On f2p games the more the game stays in the market the more this is hard to reach. For premium games, games with an ending, it can happen. Still, in most cases it doesn’t. The vast majority of people do not complete the games they purchase. And the trend is going worse as we have so many great games published every month.

The question I have is: is that important? One may think that if the Players complete a game then maybe they will buy its sequel. Another can say that if the Players stay until the end it’s because they loved the game.

Well, I think of me and it’s not always the case honestly. There are games I loved and that gave me tremendous emotions that I have never completed. The reason is not important here.

That’s why in game design we like to talk about the moment-to-moment. The important thing is that the Players enjoy stay in our game while they stay. It doesn’t really matter if they don’t complete the game. If we provided them enjoyment, engagement, challenge and motivation during that time that is where the real value of games is.

How to design for 1M people

Every gaming business founder wants to reach that milestone. 1M players and counting. So, how do you design for 1M?

You simply don’t. You design for 3-7 people instead. Be prepared for the growth, of course. But good design is a personal thing. Is for someone!

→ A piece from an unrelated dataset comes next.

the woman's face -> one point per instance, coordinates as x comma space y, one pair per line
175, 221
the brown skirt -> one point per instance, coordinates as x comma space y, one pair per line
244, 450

Who’s that someone? When you work for a company, that someone is first of all your manager. You don’t design for players, you design with players in mind. But your client is your manager.

You should first convince her!

MDA from artifacts to services

MDA is great to start, but as you can read on their paper it was created where the games were considered artifacts.

Nowadays many successful games are services, the model should be updated to me.

  1. considering not just mechanics, but themes and fantasies
  2. considering not only dynamics, but the journey
  3. identifying more aesthetics based on “stress relief”, “entertainment” and “engagement”

Prepare the soil

You can buy a plot of land and start planting crops. You may want to build some structure and make changes on the land. You start a new business. Then you may hire farmers to take care of your land and make it grow.

The same is valid for the game as a service business. Often the people who start a game are not the people who make it grow. Often you need a certain type of people to find something new, a new land. But then you may want expert farmers to make it grow.

It’s not that people cannot do both, it’s a matter of will. Creating a brand-new experience requires the ability to spot opportunities and connect the dots. Maintaining and making a game grow requires analytical skills, instead.

Someone says that one thing is to go 0-to-1, and another 1-to-1000.

Fight for more value to creativity

Do you know why companies spend so much on marketing, especially advertising? Because once the game is done, all the effort has been made they HAVE to sell it.

Probably if they would spend more on keeping and growing talents they will have better games and should spend less on marketing. And I am ironic when I say “probably” because that’s for sure.

The more I work with my creativity the more I feel the urge to learn how to negotiate better my conditions. Because a simple design can become gold for someone in the future.